The honest answer is: the situation is serious, but it's not what it sounds like.
"Insolvency" doesn't mean Medicare disappears. It means the Part A trust fund, which covers hospital care and is funded by payroll taxes, would no longer have enough reserves to cover 100% of costs. After 2033, incoming revenues would cover roughly 89 cents of every dollar Medicare spends on hospital care. Benefits wouldn't vanish, but they could be reduced unless Congress acts first.
And that's the key context: Congress has never allowed Medicare to reach insolvency. Every time the program has approached a projected shortfall, lawmakers have stepped in. That's not a guarantee, but it is an unbroken pattern.
What is real right now: costs are rising. Medicare spending exceeded $1.2 trillion in 2025. The Part B premium crossed $200 per month for the first time in 2026. These trends affect beneficiaries today, regardless of what happens in 2033.
The most productive response isn't panic — it's preparation. Review your plan each Annual Enrollment Period (October 15 through December 7). Check whether you qualify for Medicare Savings Programs, which can help cover premiums and cost-sharing. Ask about Extra Help for prescription drug costs. A licensed agent or your State Health Insurance Assistance Program (SHIP) counselor can help you find savings you may not know exist.
The Trustees Report is a signal designed to prompt policymakers to act. For beneficiaries, it's a reminder to stay informed and plan ahead.

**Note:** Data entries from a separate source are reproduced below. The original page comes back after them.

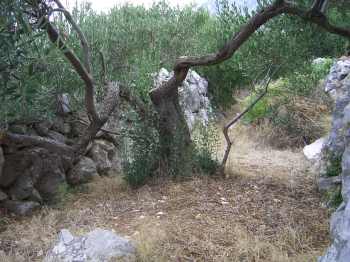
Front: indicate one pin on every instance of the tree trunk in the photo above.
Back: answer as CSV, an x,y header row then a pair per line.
x,y
174,135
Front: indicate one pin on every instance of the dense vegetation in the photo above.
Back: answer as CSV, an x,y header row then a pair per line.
x,y
137,42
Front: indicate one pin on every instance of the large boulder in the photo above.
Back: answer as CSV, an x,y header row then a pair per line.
x,y
339,143
193,97
3,196
106,157
2,161
313,151
83,172
97,246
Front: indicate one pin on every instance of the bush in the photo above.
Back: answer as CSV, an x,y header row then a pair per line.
x,y
142,153
292,112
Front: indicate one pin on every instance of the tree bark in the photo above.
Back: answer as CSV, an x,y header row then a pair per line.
x,y
165,97
174,135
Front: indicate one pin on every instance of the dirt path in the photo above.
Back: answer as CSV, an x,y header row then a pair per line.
x,y
266,210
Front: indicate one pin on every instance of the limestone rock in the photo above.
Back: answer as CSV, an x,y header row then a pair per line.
x,y
2,161
83,172
339,143
193,97
97,246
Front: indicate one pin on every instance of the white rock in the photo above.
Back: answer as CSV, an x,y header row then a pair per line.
x,y
313,151
97,246
193,96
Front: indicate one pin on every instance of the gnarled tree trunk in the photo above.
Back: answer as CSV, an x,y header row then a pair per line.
x,y
165,97
174,135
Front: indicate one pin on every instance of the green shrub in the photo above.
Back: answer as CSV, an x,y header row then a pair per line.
x,y
141,152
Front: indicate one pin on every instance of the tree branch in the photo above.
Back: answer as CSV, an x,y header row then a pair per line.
x,y
7,138
238,117
79,68
83,41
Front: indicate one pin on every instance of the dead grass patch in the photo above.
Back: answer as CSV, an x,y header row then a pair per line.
x,y
267,211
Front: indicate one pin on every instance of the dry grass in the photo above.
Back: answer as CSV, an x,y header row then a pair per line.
x,y
267,210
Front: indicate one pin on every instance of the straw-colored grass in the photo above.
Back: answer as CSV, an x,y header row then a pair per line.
x,y
266,210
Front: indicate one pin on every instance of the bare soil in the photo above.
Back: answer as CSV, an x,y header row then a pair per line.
x,y
266,209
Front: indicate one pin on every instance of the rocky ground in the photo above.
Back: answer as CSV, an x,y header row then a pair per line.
x,y
267,209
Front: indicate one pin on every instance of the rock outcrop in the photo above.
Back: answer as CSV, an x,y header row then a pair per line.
x,y
96,246
193,96
31,176
337,148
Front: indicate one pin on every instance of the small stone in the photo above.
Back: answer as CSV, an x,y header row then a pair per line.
x,y
21,208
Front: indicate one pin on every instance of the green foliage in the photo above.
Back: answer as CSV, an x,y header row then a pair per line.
x,y
264,107
142,157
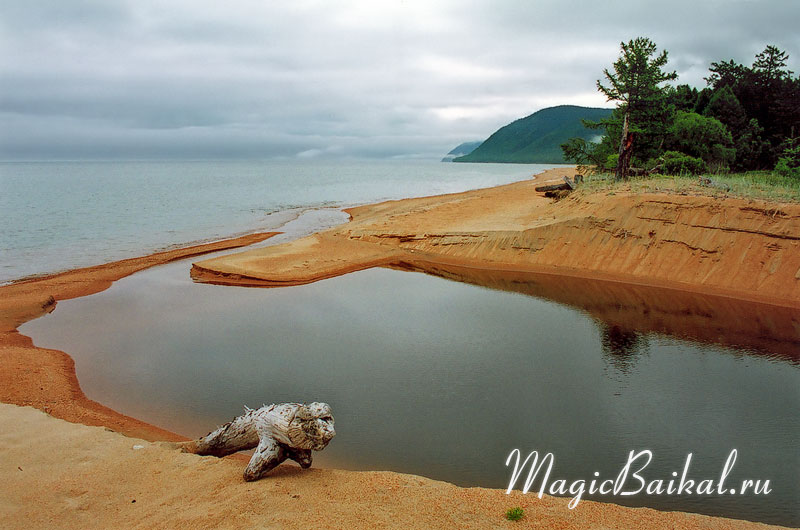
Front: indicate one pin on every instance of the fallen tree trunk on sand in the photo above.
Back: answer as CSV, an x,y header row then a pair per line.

ACA Tax Credit Repayment Risk: The 2026 Rule Change Most People Don't Know About
There's a financial risk built into ACA Marketplace coverage that most enrollees don't fully understand, and a 2026 rule change just made it significantly larger.
Here's how it works: when you enroll in a Marketplace plan and receive advance premium tax credits, the government bases your subsidy on your estimated annual income. At tax time, it reconciles your estimate against what you actually earned. If your income came in higher than expected, you repay the difference.
Under the rules that existed before 2026, repayment amounts were capped for lower-income enrollees, providing a safety net for people with unpredictable earnings. The One Big Beautiful Bill Act, enacted in 2025, eliminated those caps. Starting with the 2026 plan year, there is no ceiling on how much you may owe back, regardless of income level.
This change hits hardest for people with variable income: freelancers, gig workers, small business owners, part-time employees, or anyone who experiences a mid-year raise, a new job, or a change in household size. A good year financially can translate into an unexpected tax bill.
The good news is that this risk is manageable with awareness and a few practical habits. Report income changes to your Marketplace as soon as they happen — you can adjust your advance credit amount at any time. When in doubt, estimate your income slightly higher at enrollment: a smaller credit now means a refund at tax time rather than a debt. And if your income is complex or variable, it's worth talking to both a tax professional and a licensed insurance agent before you enroll.
The advance premium tax credit is still one of the most powerful tools in the ACA. Used carefully, it keeps coverage affordable. However, if you don't keep your income updated in the Marketplace, it can come with a costly surprise.